Varnae (Chapter 20)
Template:Varnae nav Dear Diary,
Wormwood! I LOVE wormwood, it frees the senses! Green potion had wormwood, must have been. Little green fairies dancing in a line around the rooooom wheee la da-da da-da DA! DA! da-da da-da da! da! la-da da-da da
World clearer now. Someone dropped something heavy on my stomach, a great big heavy hammer. That was rude. Now my stomach hurts nearly as much as my head, which feels as though there's a Flayer living in it. Oh, a note came with it: guess who.
"Now that you're strong enough, try this. It'll be slow, but maybe it can work out anyways. The damage is good, and besides, look: it's got a skull!
The Mule"
After a few hours further recovery, I am able to examine the object: a sledgehammer, such as a mason might use for crushing gravel or pulverizing limestone. The black iron head is shaped like a skull, and a few decorative spikes form a "spine" partway down the shaft. Is this someone's idea of a joke? While many martial implements are, more or less, well-adapted forms of everyday tools (witness the scythe) the requirements for harvesting wheat and slicing demons are entirely different. A battle scythe is lighter than the common farm tool, the weight of its blade balanced by a counterweight on the base of the haft so it is quicker in the hand. Even I, who have devoted so much time to remaining ignorant of warlike things, understand these undeniable facts. Adapting a cumbersome stone-cracking hammer to the quick-as-lightning demands of real combat will require more than a few cosmetic additions.
While examining my newest "gift," who should come visiting but Natalya. That witch wanted me dead, for no better reason than my existence proved an annoyance for her. She's just like mother, she really is. I don't know what I EVER saw in her.
I don't know HOW I could have been so wrong! My precious viper has dispelled all my worries with but a few sweet words.
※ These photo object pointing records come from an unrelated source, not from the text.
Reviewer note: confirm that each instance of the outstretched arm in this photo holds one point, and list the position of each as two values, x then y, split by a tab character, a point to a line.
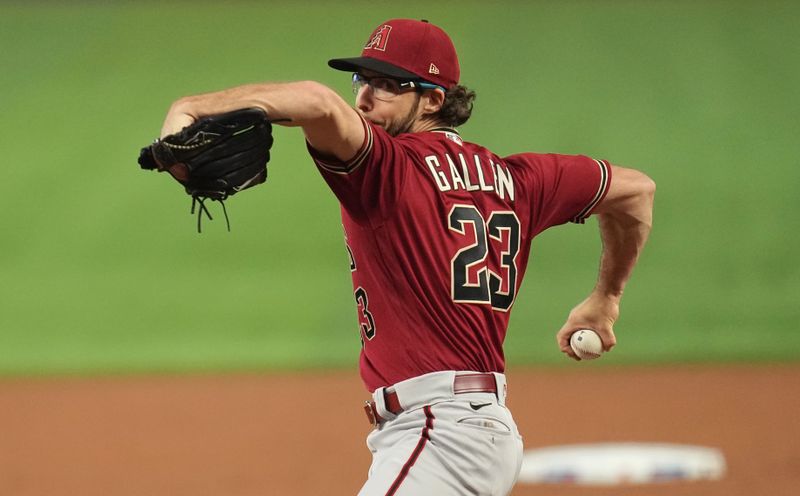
625	217
331	125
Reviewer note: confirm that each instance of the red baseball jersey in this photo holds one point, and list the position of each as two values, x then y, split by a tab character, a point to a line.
439	231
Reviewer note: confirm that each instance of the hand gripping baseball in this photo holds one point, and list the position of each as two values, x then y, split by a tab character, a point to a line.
598	313
216	157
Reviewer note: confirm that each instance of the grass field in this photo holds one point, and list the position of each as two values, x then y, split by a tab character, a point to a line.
101	269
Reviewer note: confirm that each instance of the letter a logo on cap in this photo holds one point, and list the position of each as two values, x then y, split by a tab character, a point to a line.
379	39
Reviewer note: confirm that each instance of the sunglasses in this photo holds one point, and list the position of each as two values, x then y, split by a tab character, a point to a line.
385	89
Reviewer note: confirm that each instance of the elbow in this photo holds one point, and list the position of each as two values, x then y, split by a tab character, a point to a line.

She was not sad to learn of my survival at all, it was just that my daunting presence overawed her into an unaccustomed reticence. "Your power surrounds you like a... like an aura of power!" Perhaps not the most eloquent exposition, but eloquence has a way of abandoning us when we we are most overawed. Even I could not help but be impressed by her sheer honesty, the undeniable, powerful reality of her feelings for me. In the future, I shall have to keep that "aura of power" carefully hidden... she must understand that I am, after all, but a man like any other. Once more into the breach, then, dear friends! Not completely unwilling to abandon Soul Harvest (for the stylishness, if nothing else) I tuck it away and strap the Mule's offering to my back. Devils and angels, that thing is heavy.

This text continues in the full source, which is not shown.